Personalization across your digital assets can take many forms. It can range from simple campaigns like a “We were missing you” message to all returning visitors who are returning after a while, to more advanced techniques like individualized product recommendations based on a business’s unique requirements. These two examples and all forms of personalization in between can deliver significant value to your visitors and customers. One type of personalization is not inherently more valuable than any other — the key is in matching the strategy to the goal of ensuring that you are getting the most out of your personalization efforts.
At the heart of any personalization strategy are rules and machine-learning algorithms. While machine-learning personalization is growing in usage and popularity, rule-based personalization remains a powerful tool to provide experiences to groups of people with similar characteristics. The personalization spectrum varies from rules that govern broad segments, to individualized experiences driven by machine learning.
Whether you’re just getting started with personalization, or you’re looking to take your personalization strategy to the next level, you need to fully understand the use cases for both rules and machine learning. This article will explore various use cases to provide you with a solid foundation to help you reach your personalization goals. This article focuses on Rule-Based Personalization.
What is it?
Rule-based personalization allows B2B business owners and marketers to deliver experiences to specific groups or segments of clients based on manual creation and manipulation of business rules.
As the definition above suggests, segments build the foundation of rule-based personalization. Segments allow you to categorize a subset of your website visitors or app users according to their attributes and behaviors and then use rules to customize the experience for each segment.
The simplest way to think about rule-based personalization is in the form of IF/THEN statements:
If a prospect comes from Singapore, THEN show her a message about a webinar hosted by your business in the area, IF a visitor is a member of your loyalty program, THEN provide a message welcoming him back to your website.
As long as you can collect data for it, you can create a segment against it. The segments you create will depend entirely on your business and your specific goals. For example, a travel company may want to speak differently to its website visitors from different regions of the country, but a software company may not find any value in segmenting visitors by geolocation. That software company may want to focus on the industry for its visitors instead.
Segments can be created based on any identifiable attribute or behavior. To help you understand the different types of segments that can be created, let’s dive into attributes and behaviors.
Attributes describe any intrinsic characteristic of a visitor. They can be derived from two key sources:
These attributes are detected as soon as a person lands on your site. Examples include geolocation, industry or company (based on reverse IP address lookup), time of day, and source (such as search, email, social, paid ad, etc.). These attributes are particularly valuable in helping you personalize an experience for first-time visitors that have not yet interacted with your site, although they can be used in many other situations as well.
These attributes are not detected from the web, but rather are pulled in from a database-driven system such as a CRM, email marketing solution or a data warehouse. They can include anything that you store in one of those systems, such as whether the visitor is a prospect or customer, a high-value customer, in a particular category, etc. Note that in order to tie a website visitor to data in another system, you need some kind of identifier (such as an email address) for that visitor.
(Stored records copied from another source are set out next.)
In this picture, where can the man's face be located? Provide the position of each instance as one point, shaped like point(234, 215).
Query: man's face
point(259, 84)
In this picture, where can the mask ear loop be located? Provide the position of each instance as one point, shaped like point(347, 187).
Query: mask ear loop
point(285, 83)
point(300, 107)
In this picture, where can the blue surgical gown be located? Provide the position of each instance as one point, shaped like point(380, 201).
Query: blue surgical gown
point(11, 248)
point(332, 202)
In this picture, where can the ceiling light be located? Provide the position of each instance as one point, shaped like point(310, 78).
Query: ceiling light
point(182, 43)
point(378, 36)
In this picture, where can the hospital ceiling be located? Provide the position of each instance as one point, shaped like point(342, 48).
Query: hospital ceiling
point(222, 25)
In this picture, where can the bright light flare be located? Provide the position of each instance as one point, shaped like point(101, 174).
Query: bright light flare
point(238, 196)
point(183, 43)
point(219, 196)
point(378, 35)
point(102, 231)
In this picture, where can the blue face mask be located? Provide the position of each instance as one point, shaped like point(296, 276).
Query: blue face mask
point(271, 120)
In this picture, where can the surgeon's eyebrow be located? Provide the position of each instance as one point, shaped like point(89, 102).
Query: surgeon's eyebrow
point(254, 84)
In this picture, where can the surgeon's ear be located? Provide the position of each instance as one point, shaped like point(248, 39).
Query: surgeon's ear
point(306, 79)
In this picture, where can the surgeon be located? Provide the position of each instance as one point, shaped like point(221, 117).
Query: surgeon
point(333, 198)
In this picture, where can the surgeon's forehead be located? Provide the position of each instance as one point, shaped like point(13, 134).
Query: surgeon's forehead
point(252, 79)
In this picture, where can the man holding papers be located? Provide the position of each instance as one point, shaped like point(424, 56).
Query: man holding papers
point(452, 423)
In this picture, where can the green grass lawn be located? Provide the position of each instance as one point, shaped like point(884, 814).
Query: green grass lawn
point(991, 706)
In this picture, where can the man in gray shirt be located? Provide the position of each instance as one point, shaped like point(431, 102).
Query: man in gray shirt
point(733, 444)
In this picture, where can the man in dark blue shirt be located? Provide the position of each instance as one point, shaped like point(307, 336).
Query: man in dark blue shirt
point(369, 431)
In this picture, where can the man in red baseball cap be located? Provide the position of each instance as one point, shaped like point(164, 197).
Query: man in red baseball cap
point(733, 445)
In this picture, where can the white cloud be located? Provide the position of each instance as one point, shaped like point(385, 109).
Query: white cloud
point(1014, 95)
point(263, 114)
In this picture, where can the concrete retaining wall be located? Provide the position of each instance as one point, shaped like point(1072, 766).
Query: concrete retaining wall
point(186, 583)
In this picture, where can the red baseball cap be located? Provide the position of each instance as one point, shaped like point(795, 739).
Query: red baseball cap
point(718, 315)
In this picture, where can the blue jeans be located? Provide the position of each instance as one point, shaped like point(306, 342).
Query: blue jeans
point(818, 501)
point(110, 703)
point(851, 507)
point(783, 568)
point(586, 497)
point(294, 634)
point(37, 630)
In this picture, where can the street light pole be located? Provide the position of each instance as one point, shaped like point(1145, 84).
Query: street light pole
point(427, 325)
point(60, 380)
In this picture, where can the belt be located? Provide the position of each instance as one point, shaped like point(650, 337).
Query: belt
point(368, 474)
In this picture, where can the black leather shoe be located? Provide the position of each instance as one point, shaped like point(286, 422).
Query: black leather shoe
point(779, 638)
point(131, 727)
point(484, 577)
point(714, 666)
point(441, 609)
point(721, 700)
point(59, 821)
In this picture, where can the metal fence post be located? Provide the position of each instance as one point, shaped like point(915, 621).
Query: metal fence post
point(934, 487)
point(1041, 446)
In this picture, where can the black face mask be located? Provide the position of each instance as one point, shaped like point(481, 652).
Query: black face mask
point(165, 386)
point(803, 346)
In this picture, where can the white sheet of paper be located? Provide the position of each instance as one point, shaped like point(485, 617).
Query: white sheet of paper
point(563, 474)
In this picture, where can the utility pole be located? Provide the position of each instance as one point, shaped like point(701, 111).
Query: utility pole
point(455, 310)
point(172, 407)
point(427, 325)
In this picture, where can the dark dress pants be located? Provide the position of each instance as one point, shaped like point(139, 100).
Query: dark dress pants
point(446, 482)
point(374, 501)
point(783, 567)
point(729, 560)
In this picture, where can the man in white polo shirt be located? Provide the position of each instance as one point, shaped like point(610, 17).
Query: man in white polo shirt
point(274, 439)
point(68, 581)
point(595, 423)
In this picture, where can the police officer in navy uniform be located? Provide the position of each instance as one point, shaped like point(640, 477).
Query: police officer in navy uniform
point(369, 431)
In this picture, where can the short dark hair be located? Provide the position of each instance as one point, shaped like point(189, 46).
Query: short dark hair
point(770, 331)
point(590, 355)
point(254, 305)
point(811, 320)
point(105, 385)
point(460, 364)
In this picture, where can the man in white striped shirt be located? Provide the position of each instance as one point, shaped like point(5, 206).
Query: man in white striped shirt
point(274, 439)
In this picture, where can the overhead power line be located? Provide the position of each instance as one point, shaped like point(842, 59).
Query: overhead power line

Behaviors describe any action taken on your website or app. As visitors engage with your digital property, you can alter their experiences based on actions they have taken in the past or in their current sessions (or both). Behaviors can be broken into three main buckets:
Simple behavioral analytics such as a number of visits to your site, average time on site, visit recency, etc.
Page Visit Behavior
Data about specific page views for an individual, such as which pages he or she has visited and the number and frequency of visits per page.
This considers in-page context (e.g. category, tags, brand, style, etc.) and level of engagement for an individual based on mouse movement, scrolling, inactivity and time spent per page to provide the most accurate indication of affinities, interests and true intent.
Broad vs. Narrow Segments
A segment created using just one or two of these behaviors and attributes would be considered a broad segment. For example, online apparel retailers can personalize geolocation, showing everyone in certain regions the clothing and footwear appropriate for their climates. A B2B site could recognize a visitor’s business type to orient the content they see around industry-specific case studies.
Segments that begin to combine multiple behaviors and attributes are narrow segments. They often leverage nested “AND” or “OR” logic to create very specific groups of visitors. For instance, a clothing merchant could recognize a repeat visitor from New York who originated from a specific ad campaign type and point him to the “sun-lovers” sell merchandise that he has engaged with in the past. The B2B tech company site could recognize prospects from the financial services industry that have already spent a certain amount of time exploring particular product pages, such as network servers, and promoting a relevant white paper.
Marketers need to weigh whether the effort to design an experience for a very small group of people is worthwhile. In some cases, this would be appropriate. For example, if you are implementing an account-based marketing (ABM) strategy, you want to create highly tailored communications to reach specific accounts. However, in other situations, machine-learning personalization may be a better fit. This will be explained in more depth in the next chapter.
Once your segments are created, you can design specific experiences to deliver to those segments via rules. There is a vast spectrum of rule-based experiences you can provide, ranging from the very simple to the very complex. Callouts, info bars, and pop-up messages are typically easy campaigns to deploy with rules. They are a great place to begin your personalization journey and generate some quick wins.